Physics needs measurements which are more and more precise, but any measurement in physics is marred by noise: imperfect preparation of the system to be measured, thermal disturbance, etc. At the most extreme scales this occurs at the level of particles such as photons, and this noise is thus quantum by nature. This is what is known as the Heisenberg limit, a limit which cannot be overcome and which represents the fact that no measurement can be of an absolute and infinite precision. But there are easier ways than others to get closer to this limit. Daniel Braun, of the University of Toulouse, and John Martin, of the University of Liège, have just conceived of a theoretical system which will doubtless aid experimenters and favour applications in numerous scientific disciplines.

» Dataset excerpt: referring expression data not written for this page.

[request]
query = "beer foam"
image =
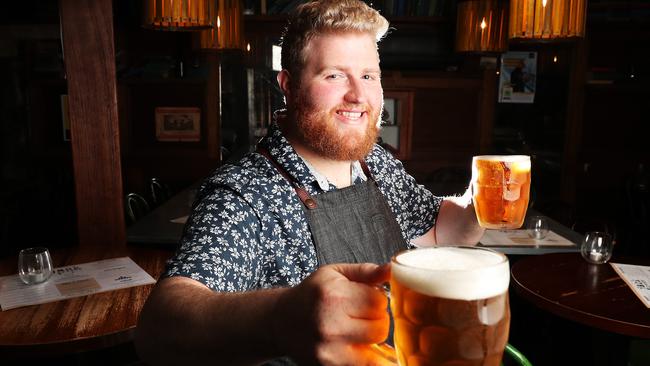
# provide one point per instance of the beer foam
(453, 273)
(517, 162)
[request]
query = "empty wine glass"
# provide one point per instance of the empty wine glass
(538, 227)
(597, 247)
(34, 265)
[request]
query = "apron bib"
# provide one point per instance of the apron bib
(349, 225)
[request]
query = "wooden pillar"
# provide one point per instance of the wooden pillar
(571, 162)
(213, 105)
(486, 110)
(87, 34)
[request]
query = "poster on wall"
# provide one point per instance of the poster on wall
(517, 77)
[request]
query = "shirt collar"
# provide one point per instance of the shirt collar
(282, 151)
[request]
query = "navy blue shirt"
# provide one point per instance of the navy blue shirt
(248, 230)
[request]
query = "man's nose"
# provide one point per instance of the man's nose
(356, 92)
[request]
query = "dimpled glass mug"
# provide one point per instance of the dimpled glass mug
(450, 306)
(500, 190)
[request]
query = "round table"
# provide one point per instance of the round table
(83, 323)
(594, 295)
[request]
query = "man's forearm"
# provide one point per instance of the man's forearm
(184, 322)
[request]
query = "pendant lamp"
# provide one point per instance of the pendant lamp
(481, 26)
(176, 15)
(547, 19)
(228, 32)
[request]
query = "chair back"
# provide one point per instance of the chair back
(135, 206)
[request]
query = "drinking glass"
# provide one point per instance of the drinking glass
(597, 247)
(34, 265)
(501, 189)
(450, 306)
(538, 227)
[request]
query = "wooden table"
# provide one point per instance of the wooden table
(555, 226)
(83, 323)
(594, 295)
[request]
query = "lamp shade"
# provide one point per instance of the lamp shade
(481, 26)
(176, 15)
(547, 19)
(228, 32)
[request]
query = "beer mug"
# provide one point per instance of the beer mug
(501, 188)
(450, 306)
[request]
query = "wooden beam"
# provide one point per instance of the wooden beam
(571, 159)
(487, 106)
(87, 33)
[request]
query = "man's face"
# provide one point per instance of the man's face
(338, 101)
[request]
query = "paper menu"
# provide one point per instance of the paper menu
(637, 277)
(73, 281)
(520, 238)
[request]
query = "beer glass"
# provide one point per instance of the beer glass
(34, 265)
(450, 306)
(501, 188)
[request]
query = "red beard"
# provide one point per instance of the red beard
(317, 130)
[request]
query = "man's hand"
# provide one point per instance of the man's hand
(334, 316)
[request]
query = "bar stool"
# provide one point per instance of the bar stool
(159, 191)
(136, 207)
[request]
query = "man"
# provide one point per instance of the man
(268, 269)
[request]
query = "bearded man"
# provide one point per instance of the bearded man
(282, 254)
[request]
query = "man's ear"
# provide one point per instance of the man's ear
(284, 80)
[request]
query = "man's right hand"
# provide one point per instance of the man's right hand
(334, 316)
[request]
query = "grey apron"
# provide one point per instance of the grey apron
(348, 225)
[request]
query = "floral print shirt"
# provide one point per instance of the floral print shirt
(248, 230)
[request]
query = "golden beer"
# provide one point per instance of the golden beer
(501, 189)
(450, 306)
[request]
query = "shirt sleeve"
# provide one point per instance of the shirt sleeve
(220, 243)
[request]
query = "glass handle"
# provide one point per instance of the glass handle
(386, 351)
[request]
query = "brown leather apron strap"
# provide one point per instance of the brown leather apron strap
(306, 199)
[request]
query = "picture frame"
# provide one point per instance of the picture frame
(178, 124)
(397, 117)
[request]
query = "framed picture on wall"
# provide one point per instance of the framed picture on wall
(178, 124)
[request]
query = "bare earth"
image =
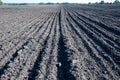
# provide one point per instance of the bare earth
(72, 42)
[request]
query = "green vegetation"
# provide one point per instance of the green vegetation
(1, 2)
(116, 2)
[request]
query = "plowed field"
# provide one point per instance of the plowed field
(72, 42)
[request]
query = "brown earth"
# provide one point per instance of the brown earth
(72, 42)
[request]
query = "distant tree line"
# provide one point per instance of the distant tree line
(103, 2)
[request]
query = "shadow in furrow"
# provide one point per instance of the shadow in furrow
(112, 30)
(90, 51)
(96, 40)
(6, 66)
(63, 70)
(34, 72)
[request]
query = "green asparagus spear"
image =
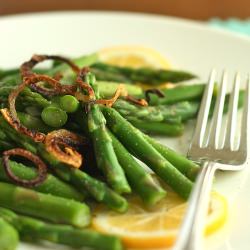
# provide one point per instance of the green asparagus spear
(52, 208)
(174, 113)
(104, 151)
(97, 189)
(69, 103)
(137, 145)
(179, 94)
(81, 180)
(8, 236)
(54, 117)
(35, 230)
(107, 89)
(51, 185)
(185, 166)
(140, 180)
(158, 128)
(142, 75)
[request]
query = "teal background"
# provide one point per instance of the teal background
(236, 25)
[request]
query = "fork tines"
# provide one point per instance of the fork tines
(209, 147)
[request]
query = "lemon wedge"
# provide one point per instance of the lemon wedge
(156, 227)
(133, 56)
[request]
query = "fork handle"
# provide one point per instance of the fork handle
(192, 230)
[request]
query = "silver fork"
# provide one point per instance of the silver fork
(213, 156)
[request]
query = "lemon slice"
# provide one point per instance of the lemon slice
(133, 56)
(157, 227)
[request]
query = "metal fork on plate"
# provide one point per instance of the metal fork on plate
(213, 156)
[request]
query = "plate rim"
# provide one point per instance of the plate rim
(203, 25)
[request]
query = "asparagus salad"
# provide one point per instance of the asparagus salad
(79, 166)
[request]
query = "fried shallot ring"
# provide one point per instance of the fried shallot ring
(59, 144)
(158, 92)
(80, 81)
(57, 89)
(120, 91)
(26, 67)
(33, 79)
(36, 136)
(141, 102)
(40, 165)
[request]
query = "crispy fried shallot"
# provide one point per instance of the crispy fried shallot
(36, 136)
(59, 143)
(40, 165)
(158, 92)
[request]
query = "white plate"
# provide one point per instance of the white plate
(188, 45)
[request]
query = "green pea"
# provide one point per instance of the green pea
(69, 103)
(54, 117)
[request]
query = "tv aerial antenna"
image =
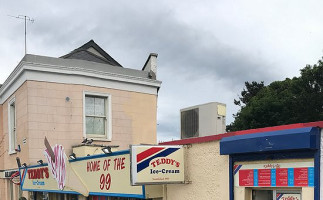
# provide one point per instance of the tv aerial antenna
(26, 18)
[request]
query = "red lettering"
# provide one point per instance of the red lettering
(46, 173)
(38, 173)
(122, 163)
(93, 166)
(166, 161)
(119, 163)
(105, 181)
(106, 165)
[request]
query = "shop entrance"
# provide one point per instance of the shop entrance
(276, 195)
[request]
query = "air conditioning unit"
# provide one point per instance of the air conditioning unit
(202, 120)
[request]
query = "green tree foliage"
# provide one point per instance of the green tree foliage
(290, 101)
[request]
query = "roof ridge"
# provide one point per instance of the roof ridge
(95, 46)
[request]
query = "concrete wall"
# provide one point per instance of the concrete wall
(208, 171)
(21, 128)
(61, 121)
(42, 110)
(2, 183)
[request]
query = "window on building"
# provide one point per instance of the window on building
(12, 125)
(97, 115)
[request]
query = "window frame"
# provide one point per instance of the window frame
(108, 125)
(12, 144)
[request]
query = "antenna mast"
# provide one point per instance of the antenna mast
(26, 18)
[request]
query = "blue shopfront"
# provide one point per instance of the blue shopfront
(274, 165)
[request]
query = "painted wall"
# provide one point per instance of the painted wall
(21, 128)
(246, 193)
(41, 110)
(208, 171)
(2, 182)
(61, 121)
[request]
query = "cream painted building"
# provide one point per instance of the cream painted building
(84, 94)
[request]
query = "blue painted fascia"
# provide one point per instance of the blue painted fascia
(290, 139)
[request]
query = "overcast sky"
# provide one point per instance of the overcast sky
(206, 49)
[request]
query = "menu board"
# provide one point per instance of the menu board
(285, 196)
(269, 176)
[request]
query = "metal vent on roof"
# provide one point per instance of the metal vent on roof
(190, 123)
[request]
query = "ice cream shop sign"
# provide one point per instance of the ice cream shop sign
(104, 174)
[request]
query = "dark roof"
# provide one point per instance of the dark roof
(83, 53)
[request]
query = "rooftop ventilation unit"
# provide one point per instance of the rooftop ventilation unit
(203, 120)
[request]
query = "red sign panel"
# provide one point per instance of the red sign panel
(281, 177)
(246, 177)
(264, 177)
(301, 177)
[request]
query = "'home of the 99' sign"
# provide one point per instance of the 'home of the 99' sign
(157, 164)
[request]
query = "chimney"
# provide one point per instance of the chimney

Their work has just been the subject of a publication in Nature Communications (1).

The research by Daniel Braun, Professor at the theoretical physics laboratory at the University of Toulouse III, and John Martin, lecturer and head of the quantum optics group at the ULg, enters the context of precision measurements whose sensitiveness can be improved in using quantum specificities, the properties of microscopic objects such as particles or light, properties which have no equivalence in classical physics.

The article they have just published presents a general formalism which they have applied to the particular case of measuring the length of a cavity. By a cavity is here meant two mirrors between which light can be trapped. The idea is to be able to measure variations in the length of the cavity over the course of time with the greatest precision possible. The length can in effect vary due to different factors: external perturbations, temperature variations, etc.